The predictions of a reverse brain-drain compare with two years ago, when the exodus across the Tasman reached record levels and there were fears it would only accelerate.
The speed of the turnaround appears to have taken officials by surprise - last week's budget predicts a net migration boost of about 40,000 as a result, a rise of 12,000 on December forecasts.
Finance Minister Bill English admitted it posed a "challenge for the economy" and said the Government was already looking at building new classrooms.
But he rejected Opposition calls for a cap on the number of new immigrants from elsewhere.
Labour Party leader David Cunliffe said a new OECD report yesterday found New Zealand houses were the most overvalued in the world, based on rental income, and among the most overvalued based on incomes.
"You can't throw another 40,000 people at a housing market that's already overstretched and expect there not to be a worst crisis.
"The Budget documents indicate 49 per cent of the average wage is required to purchase an average house on an 80 per cent mortgage and in five years' time that's going to be 63.5 per cent .

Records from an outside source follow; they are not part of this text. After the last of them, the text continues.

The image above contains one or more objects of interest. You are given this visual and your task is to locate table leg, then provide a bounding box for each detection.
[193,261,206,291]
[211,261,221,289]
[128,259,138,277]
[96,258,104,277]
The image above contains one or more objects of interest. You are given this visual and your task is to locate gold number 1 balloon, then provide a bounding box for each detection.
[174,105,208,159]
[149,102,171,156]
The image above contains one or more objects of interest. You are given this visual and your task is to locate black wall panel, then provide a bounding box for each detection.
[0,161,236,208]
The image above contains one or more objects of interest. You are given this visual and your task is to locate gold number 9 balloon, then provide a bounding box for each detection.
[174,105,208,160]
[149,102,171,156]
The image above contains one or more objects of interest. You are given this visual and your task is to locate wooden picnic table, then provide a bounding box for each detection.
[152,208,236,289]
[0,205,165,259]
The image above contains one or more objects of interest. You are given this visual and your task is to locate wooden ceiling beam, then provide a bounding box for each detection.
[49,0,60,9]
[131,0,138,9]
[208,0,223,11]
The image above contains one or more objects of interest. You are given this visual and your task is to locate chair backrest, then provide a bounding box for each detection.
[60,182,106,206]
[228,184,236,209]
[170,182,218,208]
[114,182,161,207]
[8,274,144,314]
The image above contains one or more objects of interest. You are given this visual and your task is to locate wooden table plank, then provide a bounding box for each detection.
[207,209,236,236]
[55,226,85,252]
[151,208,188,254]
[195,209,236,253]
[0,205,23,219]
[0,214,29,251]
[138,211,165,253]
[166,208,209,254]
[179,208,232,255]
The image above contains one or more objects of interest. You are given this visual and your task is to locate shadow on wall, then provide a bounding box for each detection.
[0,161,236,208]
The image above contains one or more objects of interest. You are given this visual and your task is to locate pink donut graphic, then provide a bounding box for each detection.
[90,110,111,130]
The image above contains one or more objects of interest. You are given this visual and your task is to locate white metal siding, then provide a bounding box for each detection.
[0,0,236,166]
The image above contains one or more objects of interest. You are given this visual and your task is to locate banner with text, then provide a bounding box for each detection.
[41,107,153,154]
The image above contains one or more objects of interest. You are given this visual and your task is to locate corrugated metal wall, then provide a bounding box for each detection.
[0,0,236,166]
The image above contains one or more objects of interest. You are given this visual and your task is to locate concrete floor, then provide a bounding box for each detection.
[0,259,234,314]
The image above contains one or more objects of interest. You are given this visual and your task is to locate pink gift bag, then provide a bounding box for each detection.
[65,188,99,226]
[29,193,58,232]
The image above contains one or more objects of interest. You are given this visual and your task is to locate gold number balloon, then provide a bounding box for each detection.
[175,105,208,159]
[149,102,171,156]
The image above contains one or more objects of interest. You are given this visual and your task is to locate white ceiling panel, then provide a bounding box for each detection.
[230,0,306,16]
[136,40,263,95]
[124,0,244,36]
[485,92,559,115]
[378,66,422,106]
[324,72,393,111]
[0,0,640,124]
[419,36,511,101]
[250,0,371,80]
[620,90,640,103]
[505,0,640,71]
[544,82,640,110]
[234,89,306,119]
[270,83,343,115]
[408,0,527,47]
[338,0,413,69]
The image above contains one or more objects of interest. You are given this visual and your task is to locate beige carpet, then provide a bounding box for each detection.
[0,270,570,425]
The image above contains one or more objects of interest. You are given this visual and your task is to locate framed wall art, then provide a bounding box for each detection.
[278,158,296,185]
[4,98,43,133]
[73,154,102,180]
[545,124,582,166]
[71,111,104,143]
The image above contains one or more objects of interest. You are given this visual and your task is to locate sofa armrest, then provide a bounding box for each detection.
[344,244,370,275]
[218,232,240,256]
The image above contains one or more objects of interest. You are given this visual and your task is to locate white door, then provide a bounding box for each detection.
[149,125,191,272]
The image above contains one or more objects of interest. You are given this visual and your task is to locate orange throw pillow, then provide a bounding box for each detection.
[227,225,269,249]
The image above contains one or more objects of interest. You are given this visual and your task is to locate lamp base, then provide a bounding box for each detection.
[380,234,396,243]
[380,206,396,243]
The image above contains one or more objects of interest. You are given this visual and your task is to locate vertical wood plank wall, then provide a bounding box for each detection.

"I would say this problem is going to get worse not better and home ownership rates will decline."
Cunliffe said the Government needed to deal with the looming immigration crisis by ensuring there was a "steady positive" flow of skilled migrants at a level which met skills shortages.
"And if there is a whole lot of New Zealanders returning they get first dibs and they fill specialised skill shortages."
But Housing Minister Nick Smith said the immigration story was "incredibly positive".
"There's no change in the number of new immigrants approved to come to New Zealand - the big change is that fewer New Zealanders are leaving, mainly to Australia, and more are coming home.
"It's been a phenomenal turnaround."
He was not surprised by the latest OECD report, meanwhile, because many of the countries New Zealand compared with had been "on the ropes" economically over the past year or two. "So with our economy doing better . . . it's not surprising that New Zealand is sitting at the top of the table."
That was why the Government had made several reforms in the housing market, particularly around land supply. The first new homes built under those reforms would come on tap later this year.